## Part of Speech Tagging is Weird

NLTK shows us some weird part of speech tagging. We might decide that it's just a bit unreliable here. In this notebook, we're going to compare the part of speech tagging from NLTK with a newer library called spaCy that's used widely in industry for natural language processing (NLP). We'll also practice preparing some simple files for output. 

### Installs
To try out spaCy, you need to **open your terminal and install it first**:
`pip install spacy` 

### Language Models
Like NLTK's collections that we downloaded, [spaCy has trained language models](https://spacy.io/usage/models) to download. You download these in your Python script after you import spacy, and after you download once, you don't need to do it again (so you can comment out the download line).

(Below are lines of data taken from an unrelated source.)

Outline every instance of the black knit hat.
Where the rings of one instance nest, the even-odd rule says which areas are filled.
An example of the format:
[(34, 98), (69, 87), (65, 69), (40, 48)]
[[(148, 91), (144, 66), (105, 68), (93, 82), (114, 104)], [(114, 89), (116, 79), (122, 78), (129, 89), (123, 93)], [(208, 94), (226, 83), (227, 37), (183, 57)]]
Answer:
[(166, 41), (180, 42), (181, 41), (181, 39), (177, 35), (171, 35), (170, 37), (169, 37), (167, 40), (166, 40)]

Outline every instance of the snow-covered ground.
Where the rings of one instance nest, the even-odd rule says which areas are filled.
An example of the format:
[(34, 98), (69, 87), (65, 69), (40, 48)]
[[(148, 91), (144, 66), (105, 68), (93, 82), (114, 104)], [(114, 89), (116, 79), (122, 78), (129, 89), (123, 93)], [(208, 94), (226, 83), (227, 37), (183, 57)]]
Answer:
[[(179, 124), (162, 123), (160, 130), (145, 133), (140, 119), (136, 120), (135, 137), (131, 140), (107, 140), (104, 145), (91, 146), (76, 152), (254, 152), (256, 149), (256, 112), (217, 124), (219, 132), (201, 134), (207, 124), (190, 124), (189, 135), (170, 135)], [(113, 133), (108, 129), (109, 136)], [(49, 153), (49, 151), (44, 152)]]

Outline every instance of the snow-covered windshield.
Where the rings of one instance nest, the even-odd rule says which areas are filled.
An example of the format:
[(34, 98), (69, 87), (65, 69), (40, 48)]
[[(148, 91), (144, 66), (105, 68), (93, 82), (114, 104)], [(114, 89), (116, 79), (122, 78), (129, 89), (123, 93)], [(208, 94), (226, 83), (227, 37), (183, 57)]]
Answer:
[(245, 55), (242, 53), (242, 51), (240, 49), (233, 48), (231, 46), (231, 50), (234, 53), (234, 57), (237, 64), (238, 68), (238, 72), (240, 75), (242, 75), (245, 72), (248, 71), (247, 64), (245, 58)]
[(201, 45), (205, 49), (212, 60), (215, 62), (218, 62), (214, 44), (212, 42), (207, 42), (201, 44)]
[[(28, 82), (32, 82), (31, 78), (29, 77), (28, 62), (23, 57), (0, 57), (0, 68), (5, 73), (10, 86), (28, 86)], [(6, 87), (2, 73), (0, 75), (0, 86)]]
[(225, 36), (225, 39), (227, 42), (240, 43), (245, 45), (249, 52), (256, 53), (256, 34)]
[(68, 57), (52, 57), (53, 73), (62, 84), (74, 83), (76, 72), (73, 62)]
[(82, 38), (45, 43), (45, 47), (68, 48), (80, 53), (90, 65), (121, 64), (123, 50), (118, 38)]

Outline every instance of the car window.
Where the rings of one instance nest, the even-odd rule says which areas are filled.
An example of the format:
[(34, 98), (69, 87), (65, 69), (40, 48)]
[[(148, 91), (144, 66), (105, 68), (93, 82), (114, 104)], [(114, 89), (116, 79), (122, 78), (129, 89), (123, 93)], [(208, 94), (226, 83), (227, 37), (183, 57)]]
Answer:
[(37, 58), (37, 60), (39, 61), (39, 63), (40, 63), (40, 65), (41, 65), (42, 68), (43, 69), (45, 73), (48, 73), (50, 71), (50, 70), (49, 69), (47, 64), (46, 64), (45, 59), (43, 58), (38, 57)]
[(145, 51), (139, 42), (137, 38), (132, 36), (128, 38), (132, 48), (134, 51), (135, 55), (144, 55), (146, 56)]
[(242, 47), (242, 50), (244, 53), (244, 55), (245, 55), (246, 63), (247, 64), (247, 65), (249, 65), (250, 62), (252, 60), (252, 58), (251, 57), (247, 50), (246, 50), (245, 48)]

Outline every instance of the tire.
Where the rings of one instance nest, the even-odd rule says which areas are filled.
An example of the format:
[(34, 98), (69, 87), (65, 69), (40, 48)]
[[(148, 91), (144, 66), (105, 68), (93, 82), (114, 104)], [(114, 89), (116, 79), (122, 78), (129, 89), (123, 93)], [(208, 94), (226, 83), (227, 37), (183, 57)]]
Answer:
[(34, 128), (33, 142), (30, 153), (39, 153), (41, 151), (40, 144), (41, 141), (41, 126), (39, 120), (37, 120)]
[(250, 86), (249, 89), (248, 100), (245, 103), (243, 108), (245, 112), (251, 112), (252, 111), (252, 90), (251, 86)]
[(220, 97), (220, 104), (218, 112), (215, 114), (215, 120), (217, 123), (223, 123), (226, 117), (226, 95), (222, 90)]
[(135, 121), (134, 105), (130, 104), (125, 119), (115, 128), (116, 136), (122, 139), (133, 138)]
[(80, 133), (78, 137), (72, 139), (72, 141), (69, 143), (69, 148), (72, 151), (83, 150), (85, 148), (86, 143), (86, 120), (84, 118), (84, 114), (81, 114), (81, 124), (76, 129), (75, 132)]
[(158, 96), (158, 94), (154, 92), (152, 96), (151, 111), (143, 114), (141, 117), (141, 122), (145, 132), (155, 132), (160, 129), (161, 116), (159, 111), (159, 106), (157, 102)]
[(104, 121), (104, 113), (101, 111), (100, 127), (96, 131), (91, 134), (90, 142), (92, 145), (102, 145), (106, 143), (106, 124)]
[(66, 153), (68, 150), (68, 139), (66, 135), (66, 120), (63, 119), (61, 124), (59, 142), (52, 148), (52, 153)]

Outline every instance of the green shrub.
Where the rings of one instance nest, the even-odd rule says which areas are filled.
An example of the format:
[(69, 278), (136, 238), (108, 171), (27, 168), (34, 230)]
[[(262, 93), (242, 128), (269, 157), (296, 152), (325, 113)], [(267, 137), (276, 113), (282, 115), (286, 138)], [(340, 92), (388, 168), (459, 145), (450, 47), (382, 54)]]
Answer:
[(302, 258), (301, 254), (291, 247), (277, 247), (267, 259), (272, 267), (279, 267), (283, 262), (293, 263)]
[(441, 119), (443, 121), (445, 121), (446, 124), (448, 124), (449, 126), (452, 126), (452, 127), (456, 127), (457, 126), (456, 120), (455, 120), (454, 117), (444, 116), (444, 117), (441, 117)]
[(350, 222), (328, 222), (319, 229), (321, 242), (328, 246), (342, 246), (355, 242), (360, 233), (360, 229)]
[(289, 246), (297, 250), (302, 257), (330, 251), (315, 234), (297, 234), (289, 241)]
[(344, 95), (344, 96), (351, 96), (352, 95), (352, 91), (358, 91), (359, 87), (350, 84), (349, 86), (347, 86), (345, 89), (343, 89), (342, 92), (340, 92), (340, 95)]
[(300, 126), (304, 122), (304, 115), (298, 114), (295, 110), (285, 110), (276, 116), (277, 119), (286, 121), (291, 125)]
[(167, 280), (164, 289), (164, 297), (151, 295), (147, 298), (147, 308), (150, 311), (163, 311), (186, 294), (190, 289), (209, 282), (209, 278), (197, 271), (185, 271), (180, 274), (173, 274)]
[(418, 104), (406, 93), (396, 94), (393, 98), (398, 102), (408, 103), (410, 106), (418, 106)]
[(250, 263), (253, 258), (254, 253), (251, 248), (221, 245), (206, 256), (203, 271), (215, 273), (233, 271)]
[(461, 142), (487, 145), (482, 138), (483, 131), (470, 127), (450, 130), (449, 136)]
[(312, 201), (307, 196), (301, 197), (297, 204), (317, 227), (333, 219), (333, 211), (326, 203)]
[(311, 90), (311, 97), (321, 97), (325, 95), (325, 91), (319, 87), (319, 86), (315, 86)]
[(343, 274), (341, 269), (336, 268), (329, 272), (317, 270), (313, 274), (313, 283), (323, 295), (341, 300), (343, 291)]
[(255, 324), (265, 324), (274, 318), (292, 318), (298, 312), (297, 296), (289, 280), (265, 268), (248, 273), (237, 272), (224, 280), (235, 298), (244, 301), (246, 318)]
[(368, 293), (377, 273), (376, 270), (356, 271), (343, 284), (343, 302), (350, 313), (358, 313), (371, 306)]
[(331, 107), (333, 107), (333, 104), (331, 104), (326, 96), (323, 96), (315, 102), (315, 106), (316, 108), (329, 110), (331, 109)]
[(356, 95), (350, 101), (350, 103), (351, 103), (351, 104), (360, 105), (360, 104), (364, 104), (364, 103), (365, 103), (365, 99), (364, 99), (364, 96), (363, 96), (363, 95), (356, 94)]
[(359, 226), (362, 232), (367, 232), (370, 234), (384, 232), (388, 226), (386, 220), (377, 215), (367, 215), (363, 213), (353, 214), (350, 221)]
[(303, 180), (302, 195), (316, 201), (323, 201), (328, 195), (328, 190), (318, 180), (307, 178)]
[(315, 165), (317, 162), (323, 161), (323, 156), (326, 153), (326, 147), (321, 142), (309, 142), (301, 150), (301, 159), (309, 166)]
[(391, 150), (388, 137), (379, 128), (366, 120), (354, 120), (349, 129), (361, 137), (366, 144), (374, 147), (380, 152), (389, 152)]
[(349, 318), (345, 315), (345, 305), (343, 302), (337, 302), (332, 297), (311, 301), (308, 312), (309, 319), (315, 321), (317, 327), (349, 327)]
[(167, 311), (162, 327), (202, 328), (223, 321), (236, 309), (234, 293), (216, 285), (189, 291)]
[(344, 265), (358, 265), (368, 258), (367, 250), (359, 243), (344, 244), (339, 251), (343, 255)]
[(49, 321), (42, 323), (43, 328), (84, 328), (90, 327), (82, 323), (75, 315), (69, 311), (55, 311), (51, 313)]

We're going to try the medium and large models in English. (It's good to know that both spaCy and NLTK have resources for NLP on other languages, too!)  

In [None]:
import spacy


### Downloading language models
To work with spaCy's pre-trained language models, you need to download them to you virtual environment. There are:
* en_core_web_sm (smallest--not as much info as the others)
* **en_core_web_md** (Pretty good date here, size: 34 MB )
* **en_core_web_lg** (Lots of data here, size: 400 MB.)
Note that the LARGEST  one will have the most data and probably be the most reliable. 

In [None]:
# CAN YOU SKIP THIS???
# After you download a model into your virtual environment for the first time, you can comment out the download line.
# spaCy's medium and large models will give us the best results for NLP tagging.
# nlp = spacy.cli.download("en_core_web_sm")
# nlp = spacy.cli.download("en_core_web_md")
nlp = spacy.cli.download("en_core_web_lg")

### Load the model 
Now we redefine the nlp variable to LOAD the model you downloaded.

In [None]:
nlp = spacy.load("en_core_web_lg")

In [None]:
filepath = 'hughes-txt/sixteen.txt'
f = open(filepath, 'r', encoding='utf8').read()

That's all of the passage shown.